Surgical treatment of trigger finger: a comparative study of A1 pulley opening versus ulnar superficialis slip resection

Trigger finger is a widespread condition in the general population, affecting approximately 2.6% of persons [1]. The underlying causes are controversial, with several suggested etiologies: metacarpophalangeal joint abnormalities, pulley thickening, or origin in the carpal tunnel [2], [3], [4].

One of the challenges in managing trigger finger is its association with an extension deficit of the proximal interphalangeal joint (PIP) or fixed flexion deformity. This extension deficit can occur in chronic cases [5] or in the presence of comorbidities such as diabetes, amyloidosis or rheumatoid arthritis [6]. Managing trigger finger becomes more complex when dealing with these additional factors that contribute to PIP fixed flexion deformity.

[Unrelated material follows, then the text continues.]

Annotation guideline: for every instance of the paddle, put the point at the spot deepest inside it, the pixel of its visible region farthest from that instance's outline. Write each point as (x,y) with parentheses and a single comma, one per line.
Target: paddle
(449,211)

Although opening the A1 pulley is currently the most widely performed surgical treatment, its impact on fixed flexion deformity correction is limited and inconsistent [1]. Moreover, it can lead to postoperative complications, as it is often challenging to differentiate and avoid damaging the A2 pulley during surgery [7]. In 2004, Le Viet et al. [8] described a surgical technique called ulnar superficialis slip resection (USSR), which effectively addresses the symptoms of trigger finger as well as the PIP extension deficit by resecting the ulnar band of the superficial flexor of the fingers.

The primary objective of the present study was to compare clinical outcomes between these two techniques for trigger finger surgery, with or without PIP fixed flexion deformity. The study hypothesis was the non-inferiority of USSR compared to pulley opening. The secondary objective was to assess the correction of fixed flexion deformity using the USSR technique.